The SFA “Counter Histories” series profiled the lunch counter sit-ins of the 1960s. Both films focus on the role of civil disobedience in combating racism in Nashville, Tenn., and Jackson, Miss.
The third film, “Moving Spirits: History of the Enslaved & Civil Rights: Through Movement, Dance & Song,” was produced by Jennifer Mizenko and Rhondalyn Peairs of the UM Theatre Dept. It tells the story of the enslaved persons who constructed buildings on the UM campus by using interpretive dance methods.
Sarah Hennigan, assistant professor of film production at the university, edited “Moving Spirits.” She said the film is powerful because it allows those involved to use their dancing to tell a vital story in their own way.

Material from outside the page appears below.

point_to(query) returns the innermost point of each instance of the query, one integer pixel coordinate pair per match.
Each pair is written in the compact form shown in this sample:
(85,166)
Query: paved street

“We can’t even begin to approach finding a better place if we can’t recognize the history behind us. This film not only helps to tell a story that needs to be told, but it helps to let people tell it themselves,” Hennigan said.
The film showing was one of several events where community members volunteered to honor King Jr. Participants contributed to service projects across the Oxford and Lafayette County area.
Brenda Slayden, a volunteer on behalf of Oxford Retired and Senior Volunteer Program, helped serve popcorn at the film showing. She said that it was important to her to take Dr. King’s contributions to society and pay them forward.
“What a wonderful day to volunteer,” she said. “Today is especially important, because of Martin Luther King and the service that he gave, so it’s a privilege to give up our time and to be a part of this. It gives you pause.”